Garlic Confit

If there’s ever a recipe that has changed my life, it’s this one. Well, and also the Chocolate Raspberry Cheesecake. Oh, and I can’t forget the Frozen Banana Bites. OK. Truth be known, lots of recipes have “changed my life.” I have the burgeoning waistline to prove it. But this particular recipe is special because it isn’t just your typical “stand-alone waiting to be served and then gone in a few minutes” meal. This is the recipe that keeps on giving because of its potential for use in so many other dishes.

I found it when leafing through The Breakaway Cook by Eric Gower. The concept here is garlic – lots and lots of garlic – slow-cooked in oil. A more technical definition of a confit is meat cooked slowly in its own fat. Since I have been a vegetarian now for oh-so-many years, I’ve not been exposed to a lot of confits in my life. Thanks to Mr. Gower I didn’t have to live with that disappointment one more minute.

Garlic Confit provides tender roasted garlic that can be added to many dishes.

The thing is, we love garlic. It’s like the “dark and stormy night” of cooking; so many of our meals begin with sauteing garlic in olive oil. I even find ways to sneak a clove or two in dishes that may not traditionally call for it; like mashed potatoes. Now with Garlic Confit in the house, that sneaking around has become even more delightful. That’s because Garlic Confit results in succulent, roasted, oil-infused cloves just waiting to be included in my favorite recipes. The garlic is so tender it can be smashed with a fork and added to sauces; left whole on a pizza; sliced in salad dressings; and yes, even whipped into our favorite mashed potatoes.

A clove of garlic waits to be chopped and added to many of our favorite vegan recipes.

A Garlic Confit is stored in the fridge in its oil. You won’t want to let any of it go to waste because the oil is left with an delicate garlic flavor that can be used in a variety of ways — like cooking veggie burgers or to adding to salad dressings.

Some farmer’s markets will sell bags of peeled garlic, but it was a little too early for that at mine. So I was lucky that Costco was having a sale on bagged, peeled garlic. I was able to double the batch without the hassle of peeling the garlic myself. And having a double batch of Garlic Confit in the fridge is not such a bad thing either.

Garlic and oil are the only ingredients for this delicious Garlic Confit.

Garlic Confit

(Source: The Breakaway Cook by Eric Gower)


  • About 50 garlic cloves, peeled
  • Canola oil – enough to cover the garlic in a small saucepan


Get out your cutting board and knife and begin removing the brown root off each peeled garlic clove; then place them in a medium skillet. Then pour canola oil over the garlic; enough to cover it.

This next step was a difficult one for me. It requires patience; something I have in only small doses. Turn the heat up slowly to allow the oil to warm up gently. You want it to reach the point where there are small bubbles in the oil, but not so much that it’s technically boiling. Eric Gower says, “Slow and gentle is the key here.” You’re going to cook the garlic slowly in the oil for roughly 45 minutes. Not only will the oil be garlic-infused, your house will be too. It’s a wonderful and intense aroma.

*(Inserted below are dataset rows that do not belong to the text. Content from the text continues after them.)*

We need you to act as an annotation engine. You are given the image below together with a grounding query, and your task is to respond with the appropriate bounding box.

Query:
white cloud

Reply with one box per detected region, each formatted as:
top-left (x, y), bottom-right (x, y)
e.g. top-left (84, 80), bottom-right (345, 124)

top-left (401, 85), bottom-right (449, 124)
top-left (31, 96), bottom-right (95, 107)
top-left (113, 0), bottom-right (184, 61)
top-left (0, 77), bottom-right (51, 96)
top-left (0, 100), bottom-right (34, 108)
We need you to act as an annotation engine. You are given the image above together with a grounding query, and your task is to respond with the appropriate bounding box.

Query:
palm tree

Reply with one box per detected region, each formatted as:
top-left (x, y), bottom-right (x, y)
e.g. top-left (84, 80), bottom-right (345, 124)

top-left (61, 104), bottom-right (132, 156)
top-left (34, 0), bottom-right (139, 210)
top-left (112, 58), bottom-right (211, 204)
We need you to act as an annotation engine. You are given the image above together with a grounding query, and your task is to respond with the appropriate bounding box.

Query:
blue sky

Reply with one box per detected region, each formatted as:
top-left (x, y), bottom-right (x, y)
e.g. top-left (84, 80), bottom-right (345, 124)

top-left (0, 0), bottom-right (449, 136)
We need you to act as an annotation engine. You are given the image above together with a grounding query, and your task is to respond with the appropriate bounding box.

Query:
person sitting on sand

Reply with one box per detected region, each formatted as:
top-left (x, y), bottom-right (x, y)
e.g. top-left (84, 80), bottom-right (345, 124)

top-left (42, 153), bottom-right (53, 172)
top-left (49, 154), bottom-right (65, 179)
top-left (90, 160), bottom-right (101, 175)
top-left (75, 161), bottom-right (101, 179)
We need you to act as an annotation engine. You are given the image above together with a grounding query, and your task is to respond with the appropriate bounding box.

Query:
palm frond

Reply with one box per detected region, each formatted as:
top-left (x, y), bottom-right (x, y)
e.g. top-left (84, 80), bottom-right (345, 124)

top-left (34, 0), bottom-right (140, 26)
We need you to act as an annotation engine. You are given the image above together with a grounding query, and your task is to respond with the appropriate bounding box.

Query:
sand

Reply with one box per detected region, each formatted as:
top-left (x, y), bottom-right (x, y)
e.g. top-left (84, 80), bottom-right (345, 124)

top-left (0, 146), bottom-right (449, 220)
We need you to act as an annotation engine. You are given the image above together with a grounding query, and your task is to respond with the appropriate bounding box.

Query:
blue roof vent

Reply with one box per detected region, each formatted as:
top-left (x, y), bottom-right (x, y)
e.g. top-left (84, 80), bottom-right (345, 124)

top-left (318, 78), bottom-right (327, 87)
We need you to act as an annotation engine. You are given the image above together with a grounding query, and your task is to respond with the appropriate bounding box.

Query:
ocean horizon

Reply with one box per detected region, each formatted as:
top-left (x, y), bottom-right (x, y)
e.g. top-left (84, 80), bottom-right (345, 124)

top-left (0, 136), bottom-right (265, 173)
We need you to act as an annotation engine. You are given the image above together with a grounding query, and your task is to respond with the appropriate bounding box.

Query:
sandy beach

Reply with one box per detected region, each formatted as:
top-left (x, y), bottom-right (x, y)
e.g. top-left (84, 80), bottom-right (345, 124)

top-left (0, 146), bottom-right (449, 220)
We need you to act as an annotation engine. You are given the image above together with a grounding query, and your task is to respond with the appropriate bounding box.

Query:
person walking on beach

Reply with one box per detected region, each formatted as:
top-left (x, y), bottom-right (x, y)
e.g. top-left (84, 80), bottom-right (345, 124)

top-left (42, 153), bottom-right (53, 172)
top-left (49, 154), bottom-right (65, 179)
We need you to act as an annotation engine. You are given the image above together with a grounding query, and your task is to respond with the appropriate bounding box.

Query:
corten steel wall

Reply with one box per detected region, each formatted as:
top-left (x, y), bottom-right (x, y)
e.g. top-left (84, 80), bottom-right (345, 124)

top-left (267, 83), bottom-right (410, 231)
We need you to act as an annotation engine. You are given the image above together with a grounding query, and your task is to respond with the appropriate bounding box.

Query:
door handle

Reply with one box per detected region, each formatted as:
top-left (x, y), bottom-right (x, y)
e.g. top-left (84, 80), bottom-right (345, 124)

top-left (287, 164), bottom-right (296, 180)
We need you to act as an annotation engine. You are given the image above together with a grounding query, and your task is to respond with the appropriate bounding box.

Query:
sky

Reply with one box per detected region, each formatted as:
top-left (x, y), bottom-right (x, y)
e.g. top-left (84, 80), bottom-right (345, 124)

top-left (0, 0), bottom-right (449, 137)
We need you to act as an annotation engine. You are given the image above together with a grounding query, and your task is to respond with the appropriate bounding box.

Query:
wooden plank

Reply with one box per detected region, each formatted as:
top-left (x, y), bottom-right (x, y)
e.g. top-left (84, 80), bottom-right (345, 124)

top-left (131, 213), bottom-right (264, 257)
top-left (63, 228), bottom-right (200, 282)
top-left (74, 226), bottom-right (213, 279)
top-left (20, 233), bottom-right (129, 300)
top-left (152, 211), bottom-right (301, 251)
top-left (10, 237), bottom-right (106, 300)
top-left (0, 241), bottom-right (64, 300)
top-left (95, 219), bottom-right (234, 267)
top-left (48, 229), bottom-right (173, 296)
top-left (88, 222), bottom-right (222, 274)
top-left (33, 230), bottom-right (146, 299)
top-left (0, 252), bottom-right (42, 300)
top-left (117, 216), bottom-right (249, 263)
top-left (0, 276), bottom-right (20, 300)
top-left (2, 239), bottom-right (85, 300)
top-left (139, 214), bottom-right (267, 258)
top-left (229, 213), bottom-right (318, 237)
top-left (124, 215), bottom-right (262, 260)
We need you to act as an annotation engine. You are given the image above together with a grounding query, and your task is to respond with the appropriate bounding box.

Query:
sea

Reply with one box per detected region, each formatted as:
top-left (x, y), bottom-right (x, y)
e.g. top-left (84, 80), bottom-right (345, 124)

Once the garlic is done, turn off the heat but allow the pan to sit on the burner until it’s completely cooled. Next place the confit in a jar and refrigerate. Mr. Gower says to store the confit in the fridge in its oil and it will keep for a few months. But once you begin adding this roasted garlic to your favorite dishes, you won’t have to worry about storing it because it will be gone much sooner than that.

Updated by Marly · Permalink

7 Responses to Garlic Confit

  1. I have used this technique for peeling large quantities of garlic. It works.

    • I love any instructions that end in “shake the dickens out of it.” Great link!

  2. I am so in love with garlic and I would wear its letter jacket.

  3. I’m so in that fan club. These photos are fantastic, Marly!

  4. Oh the memories you’ve just ushered in for me… I used to make this all the time in professional restaurants. It makes everything taste better. Especially when pureed! Thanks for the reminder!

  5. We are huge garlic lovers in our house – now I know what to do with those giant bags of garlic from Costcos!